Il y a quelques semaines, l’État de New York avait créé la surprise en restreignant les charges contre ExxonMobil à la violation d’une loi spécifique à l’État fédéré. Cette loi, datant de 1921, est destinée à protéger les investisseurs contre les fausses déclarations des sociétés, même si la société n’essaye pas intentionnellement d’être trompeuse. Mais l’argument n’a pas plus tenu face au juge.
Celui-ci a cependant tenu à souligner qu’il n’entendait pas "absoudre ExxonMobil", mais qu’il avait eu à trancher "un dossier de fraude boursière, pas un dossier de changement climatique". C’est pourtant bien le fond de l’affaire pour les plaignants et les militants écologistes qui soutenaient la procédure.
Une bataille climatique et judiciaire loin d’être terminée
"Comme les cigarettiers et l’industrie pharmaceutique, les grands du pétrole doivent affronter les conséquences de décennies de distorsions scientifiques et de marketing trompeur. Nous sommes à un tournant, la plainte de New York a ouvert la voie aux procureurs des États pour qu’ils réclament des comptes aux pollueurs aux hydrocarbures comme ExxonMobil", a affirmé Greenpeace USA après la décision. Des comptes qui selon le pétrolier ont pourtant "gâché des millions de dollars des contribuables, sans faire avancer les efforts pour réduire le risque de changement climatique". Exxon explique continuer à "investir dans la recherche de technologies innovantes de réduction des émissions, tout en répondant à la demande croissante d’énergie de la société".
De son côté, le bureau du procureur de New York "continuera de se battre pour garantir que les entreprises soient tenues responsables des actions qui minent et mettent en danger la santé et la sécurité financières des Américains", a assuré la procureure général Letitia James. 

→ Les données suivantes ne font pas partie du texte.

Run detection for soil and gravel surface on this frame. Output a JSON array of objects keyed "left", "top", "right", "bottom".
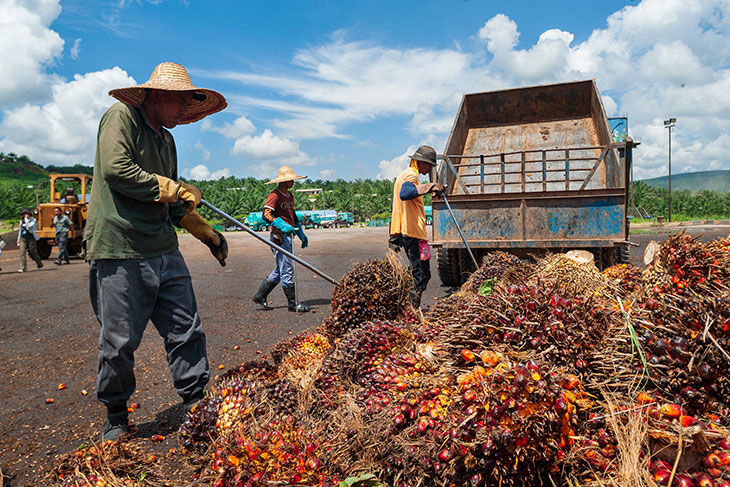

À voir quel sera l’impact de ce verdict sur les autres procédures en cours comme celle initiée par le Massachusetts qui accuse Exxon d’avoir non seulement trompé les investisseurs mais aussi les consommateurs sur l’impact climatique de ses produits. D’autres villes et des comtés des États-Unis ont également poursuivi Exxon et d’autres sociétés pétrolières qu’elles tiennent pour responsables des frais (type construction de digues) qu’elles doivent engager pour protéger leur territoire du changement climatique.